The fourth-biggest US securities firm probably will post a second-quarter loss of US$0.50 to US$0.75 a share, analysts at Oppenheimer & Co and Bank of America Corp said.
New York-based Lehman holds “very large, illiquid” assets and “we can’t rule out equity issuance” to replenish the balance sheet, analysts at Merrill Lynch & Co said in a report on Monday.
Lehman may seek as much as US$4 billion by selling common stock, the Wall Street Journal said yesterday, citing unidentified people with knowledge of the matter.
The company has raised US$6 billion since February amid asset writedowns and losses from the collapse of the US subprime mortgage market. Lehman has dropped 48 percent in New York trading this year, the worst performance on the 11-member Amex Securities Broker/Dealer Index.
“This is adding to the perception that there’s a need for more write-offs and capital raisings,” said Greg Bundy, executive chairman of merger advisory firm InterFinancial Ltd in Sydney and a former head of Merrill’s Australian unit.

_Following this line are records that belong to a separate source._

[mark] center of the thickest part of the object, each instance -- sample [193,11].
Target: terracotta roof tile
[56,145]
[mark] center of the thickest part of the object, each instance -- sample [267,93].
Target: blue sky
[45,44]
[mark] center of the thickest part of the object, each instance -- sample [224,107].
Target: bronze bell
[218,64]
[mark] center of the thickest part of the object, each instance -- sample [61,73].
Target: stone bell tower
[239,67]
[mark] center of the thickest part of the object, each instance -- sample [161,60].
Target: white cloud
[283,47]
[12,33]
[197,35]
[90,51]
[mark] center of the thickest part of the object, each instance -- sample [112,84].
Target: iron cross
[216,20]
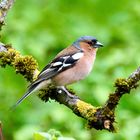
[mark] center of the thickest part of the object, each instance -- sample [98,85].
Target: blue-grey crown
[83,38]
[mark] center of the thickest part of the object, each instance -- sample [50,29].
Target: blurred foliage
[42,29]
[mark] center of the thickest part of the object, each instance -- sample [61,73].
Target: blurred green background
[42,29]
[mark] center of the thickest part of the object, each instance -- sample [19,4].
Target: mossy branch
[97,117]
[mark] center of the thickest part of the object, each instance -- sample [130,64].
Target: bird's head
[89,40]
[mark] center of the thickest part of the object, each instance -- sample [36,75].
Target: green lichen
[8,57]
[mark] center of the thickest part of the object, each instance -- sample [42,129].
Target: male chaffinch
[70,65]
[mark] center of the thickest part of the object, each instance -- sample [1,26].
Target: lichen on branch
[97,117]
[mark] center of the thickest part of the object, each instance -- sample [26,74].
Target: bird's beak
[98,45]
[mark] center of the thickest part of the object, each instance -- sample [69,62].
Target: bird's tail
[31,89]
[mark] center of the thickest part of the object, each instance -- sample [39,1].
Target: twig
[97,117]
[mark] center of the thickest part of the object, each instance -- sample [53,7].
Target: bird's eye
[90,42]
[94,41]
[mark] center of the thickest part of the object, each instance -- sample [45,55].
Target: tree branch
[97,117]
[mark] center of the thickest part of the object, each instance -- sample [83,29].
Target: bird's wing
[59,64]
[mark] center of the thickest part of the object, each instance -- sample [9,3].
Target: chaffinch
[70,65]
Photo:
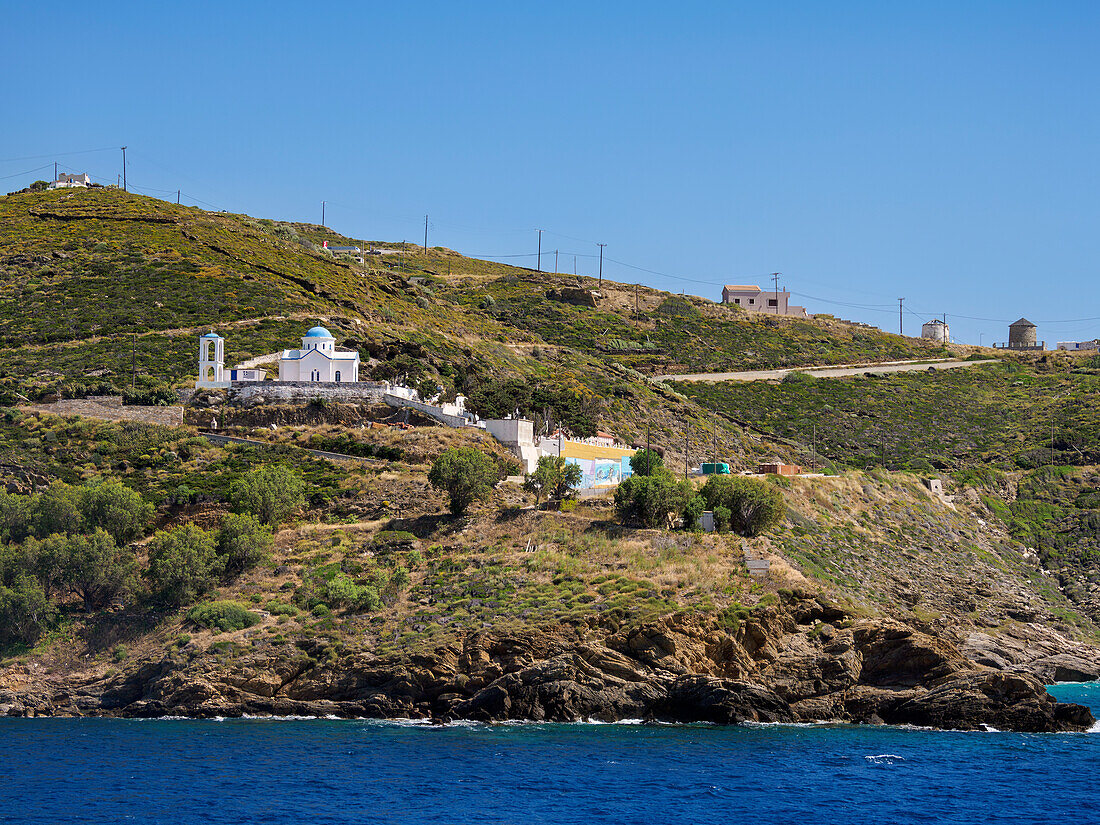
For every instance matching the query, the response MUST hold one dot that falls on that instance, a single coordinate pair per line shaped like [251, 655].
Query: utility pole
[649, 455]
[686, 462]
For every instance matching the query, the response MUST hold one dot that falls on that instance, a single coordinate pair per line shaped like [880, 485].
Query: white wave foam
[884, 759]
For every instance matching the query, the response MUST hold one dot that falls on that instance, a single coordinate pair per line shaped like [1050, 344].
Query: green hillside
[996, 415]
[102, 290]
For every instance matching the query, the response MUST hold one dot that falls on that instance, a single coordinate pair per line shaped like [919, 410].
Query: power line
[57, 154]
[18, 174]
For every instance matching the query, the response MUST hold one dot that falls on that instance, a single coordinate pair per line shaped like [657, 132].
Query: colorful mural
[602, 472]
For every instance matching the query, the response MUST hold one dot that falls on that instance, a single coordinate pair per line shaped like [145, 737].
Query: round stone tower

Lehman fell 8.1 percent on Monday to US$33.83 in New York Stock Exchange composite trading.
Chief executive officer Richard Fuld said in April at the annual shareholders meeting that “the worst is behind us” in the credit-market contraction that has cost the world’s biggest banks and brokerages more than US$250 billion.
Chief financial officer Erin Callan said last month at an industry conference in New York that the firm’s so-called leverage ratio declined to 27 percent from almost 32 percent at the end of the first quarter after the capital raisings.
The company needs more capital because of declines in the credit markets, David Einhorn, a hedge fund manager who’s betting Lehman shares will fall, said in an interview last week.
Standard & Poor’s downgraded the credit ratings of Lehman and bigger New York-based competitors Morgan Stanley and Merrill on Monday, saying they may disclose more writedowns for devalued assets. Lehman’s credit rating was cut to A from A+, as was Merrill’s.
Investors have “serious concerns that the subprime crisis isn’t over at all,” said Fumiyuki Nakanishi, an equity strategist at Sumitomo Mitsui Financial Group Inc in Tokyo.
The S&P downgrades may make it harder for the banks to sell derivatives such as credit-default swaps that are tied to bonds or loans, said Brad Hintz, an analyst at Sanford C. Bernstein in New York, who has a “market perform” rating on Lehman.
“Lehman needs to reduce its leverage ratios to reflect the new realities of the fixed-income marketplace,” Hintz wrote in a report to clients yesterday.
“This will not be good for the firm’s revenue base,” he wrote.